There are ample opportunities to make land use more climate-friendly. In the U.S., for example, huge areas in the West are managed by the Bureau of Land Management and leased to ranchers for cattle grazing for fees that are below market rate and way below what they would need to be to account for their environmental impact. Reforming those leasing programs to charge more or just eliminate grazing on public lands altogether would allow damaged grasslands to regrow and absorb more carbon.

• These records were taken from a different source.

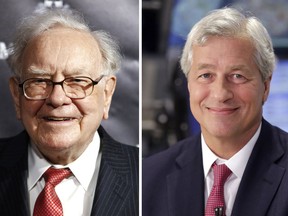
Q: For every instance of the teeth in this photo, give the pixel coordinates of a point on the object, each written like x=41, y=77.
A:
x=58, y=118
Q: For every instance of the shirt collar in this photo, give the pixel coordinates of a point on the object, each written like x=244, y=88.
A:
x=236, y=163
x=82, y=168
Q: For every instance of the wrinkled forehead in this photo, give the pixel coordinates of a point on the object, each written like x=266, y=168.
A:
x=62, y=49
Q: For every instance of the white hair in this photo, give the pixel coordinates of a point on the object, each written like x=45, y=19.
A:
x=40, y=21
x=229, y=22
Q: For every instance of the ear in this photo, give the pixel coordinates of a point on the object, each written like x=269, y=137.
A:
x=109, y=89
x=267, y=88
x=15, y=92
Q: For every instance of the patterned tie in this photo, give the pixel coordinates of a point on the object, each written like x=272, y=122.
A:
x=216, y=203
x=48, y=203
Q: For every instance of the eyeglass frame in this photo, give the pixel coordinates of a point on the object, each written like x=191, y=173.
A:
x=93, y=82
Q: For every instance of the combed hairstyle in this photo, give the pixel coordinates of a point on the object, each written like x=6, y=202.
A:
x=41, y=21
x=229, y=22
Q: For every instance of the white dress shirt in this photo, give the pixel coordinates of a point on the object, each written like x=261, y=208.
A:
x=237, y=164
x=75, y=193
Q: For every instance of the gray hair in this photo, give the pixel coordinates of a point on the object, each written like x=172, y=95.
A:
x=40, y=21
x=229, y=22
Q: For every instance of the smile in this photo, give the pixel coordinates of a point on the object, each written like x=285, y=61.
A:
x=222, y=110
x=58, y=118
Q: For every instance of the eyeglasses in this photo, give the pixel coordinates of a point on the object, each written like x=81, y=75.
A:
x=74, y=87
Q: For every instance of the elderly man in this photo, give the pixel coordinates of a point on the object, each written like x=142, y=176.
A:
x=237, y=164
x=64, y=163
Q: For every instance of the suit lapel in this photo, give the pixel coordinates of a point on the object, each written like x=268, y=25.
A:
x=113, y=181
x=262, y=175
x=186, y=185
x=13, y=177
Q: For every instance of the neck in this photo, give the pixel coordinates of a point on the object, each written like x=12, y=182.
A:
x=226, y=147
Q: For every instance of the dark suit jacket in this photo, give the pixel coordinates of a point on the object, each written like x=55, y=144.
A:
x=117, y=186
x=173, y=181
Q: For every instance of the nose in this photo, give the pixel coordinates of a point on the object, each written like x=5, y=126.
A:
x=57, y=97
x=222, y=90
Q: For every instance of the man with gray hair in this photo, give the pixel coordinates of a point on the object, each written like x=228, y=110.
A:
x=64, y=163
x=237, y=164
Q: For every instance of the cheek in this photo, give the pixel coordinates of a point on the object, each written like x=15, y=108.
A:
x=197, y=94
x=92, y=108
x=29, y=109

So why aren’t developed nations’ INDCs including more specifics on how they will improve land use and measure progress? In part it’s just an oversight because developed countries emit so much through burning fossil fuels for electricity, industry, and transportation. “They may look at their overall economy and say agriculture and forestry are a small percentage of the economy and think they don’t make a big difference, so they focus on the fossil fuel sectors,” says Boucher. “I don’t think they’ve realized there are substantial emissions from the land sector and that the potential for sequestration is quite large.”
But there are also political limitations. In the U.S., ranchers are a powerful political force in many sparely populated states that are over-represented in the Senate and Electoral College. Tea Partiers and many other conservatives believe that federal lands essentially belong to ranchers. Cliven Bundy, a welfare queen who masquerades as a rugged individualist, was hailed by the right as a hero after it came to light that he had refused to pay his grazing fees for years. When President Clinton tried to reform the federal grazing program in the 1990s, he ran straight into a wall of opposition, and a president today could expect to encounter the same thing.
Still, the U.S. does need to reform grazing policy and make other improvements to land management. If we stopped letting cattle graze on federal land and allowed the vegetation there to naturally regrow, we’d save on emissions from lowered beef production and increase the capacity of the land to serve as a carbon sink. President Obama could take some action in this area without approval from Congress, just as he has the power to restrict fossil fuel exploration on public lands. Given that U.S. action to limit emissions helps induce other countries to step up the strength of their climate goals, now would be a great time for Obama to lay out a plan for rebuilding our carbon sinks and call on other countries to do the same.